It is starting to get popular where developers build static web sites (no underlying back-end) as single page applications with JavaScript frameworks like AngularJS, EmberJS, or BackboneJS. An inherent problem that stems from this implementation is that crawlers (bots) aren’t able to scrape the content as they have JavaScript disabled. These crawlers can include Google, Twitter, Facebook, Google Plus, LinkedIn, and even Slack and HipChat. Optimistically, Scrapers are getting better and better; however, based on what we’ve seen so far — using Prerender.io is by far the most effective solution to date. Additionally, it is the recommended approach by Google when building single page applications rendering dynamic content and having that dynamic content be publicly available.

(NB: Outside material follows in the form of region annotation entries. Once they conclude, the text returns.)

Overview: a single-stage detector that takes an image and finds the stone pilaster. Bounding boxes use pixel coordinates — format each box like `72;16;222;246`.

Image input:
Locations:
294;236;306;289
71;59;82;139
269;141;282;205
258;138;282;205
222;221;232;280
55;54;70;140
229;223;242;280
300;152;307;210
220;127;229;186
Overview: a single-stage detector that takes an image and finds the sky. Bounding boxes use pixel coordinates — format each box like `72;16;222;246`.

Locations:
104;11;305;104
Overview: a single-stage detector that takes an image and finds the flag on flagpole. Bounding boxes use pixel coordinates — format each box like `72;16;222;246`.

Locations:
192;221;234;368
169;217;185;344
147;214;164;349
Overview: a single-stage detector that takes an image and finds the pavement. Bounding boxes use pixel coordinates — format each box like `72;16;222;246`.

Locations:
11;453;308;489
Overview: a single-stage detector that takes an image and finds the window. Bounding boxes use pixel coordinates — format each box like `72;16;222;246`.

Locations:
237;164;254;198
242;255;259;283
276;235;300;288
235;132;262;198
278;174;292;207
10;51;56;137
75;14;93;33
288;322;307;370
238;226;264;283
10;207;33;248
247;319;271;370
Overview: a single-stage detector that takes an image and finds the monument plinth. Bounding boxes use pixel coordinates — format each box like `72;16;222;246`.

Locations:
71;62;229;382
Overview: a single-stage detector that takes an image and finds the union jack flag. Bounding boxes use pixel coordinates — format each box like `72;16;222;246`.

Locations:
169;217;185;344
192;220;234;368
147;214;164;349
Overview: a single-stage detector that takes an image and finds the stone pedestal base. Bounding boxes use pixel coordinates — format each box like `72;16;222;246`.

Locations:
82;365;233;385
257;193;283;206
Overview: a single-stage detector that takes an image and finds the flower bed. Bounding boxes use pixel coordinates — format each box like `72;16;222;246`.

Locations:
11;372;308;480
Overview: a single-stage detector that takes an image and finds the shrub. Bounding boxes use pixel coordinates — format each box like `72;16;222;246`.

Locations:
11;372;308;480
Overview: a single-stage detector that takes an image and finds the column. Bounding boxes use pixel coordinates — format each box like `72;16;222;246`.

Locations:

In the lightning talk, I do a quick rundown on what our challenge was: we had tons of valuable content to our users (players, organizers, brands), such as, tournament information, match data, team rosters, and tournament brackets. Additionally, our web application wasn’t built for “shareability” or “seo-friendliness”. In other applications, typically you would have an underlying technology (NodeJS Express, Ruby on Rails, Django, Play Framework, Spring) serving up meta and graph information so that any crawler that has JavaScript disabled can easily access that content. Essentially, the most important information to make a particular view shareable on different platforms becomes accessible even though you have JavaScript disabled.
After going over our challenges, I talked about how we ran into a product called Prerender.io and described from a high level how the solution worked to make any single page application with dynamic content play nicely with crawlers. Positively, getting the middleware implemented on production was a breeze, getting technical support from Prerender’s team was incredibly responsive and super helpful, as well as, viewing the analytics Prerender’s dashboard was useful in finding out the scale of your platform’s shareable content.
One gotcha we ran into was in our nginx configuration when behind a VPC. In the default nginx config, line 34 has the resolver directive which points to Google’s DNS. There isn’t much documentation on adding multiple IP addresses, so if you are behind a VPC, add the IP address of your internal DNS before Google’s DNS. This solution will ensure that nginx within your VPC can access Prerender’s API when it tries to detect the user agent of the incoming request. This would look something like resolver 1.1.1.1 8.8.8.8;
As a startup, you’re always looking for ways to distribute your product and one of the key things we decided to focus on is making our content on the platform which includes useful information like Tournaments, Match Statistics, Player Profiles, Organizer Information, as well as, Team Rosters SEO-friendly, as well as, more easily accessible on platforms like Facebook, Google Plus, Twitter, and LinkedIn. Prior to our Prerender implementation, most of our Facebook posts didn’t have images and had very generic titles and descriptions — fast forward to now, we’ve surfaced beautiful ways of reaching out to your audience by showing Game Cover Artwork and engaging call-to-actions.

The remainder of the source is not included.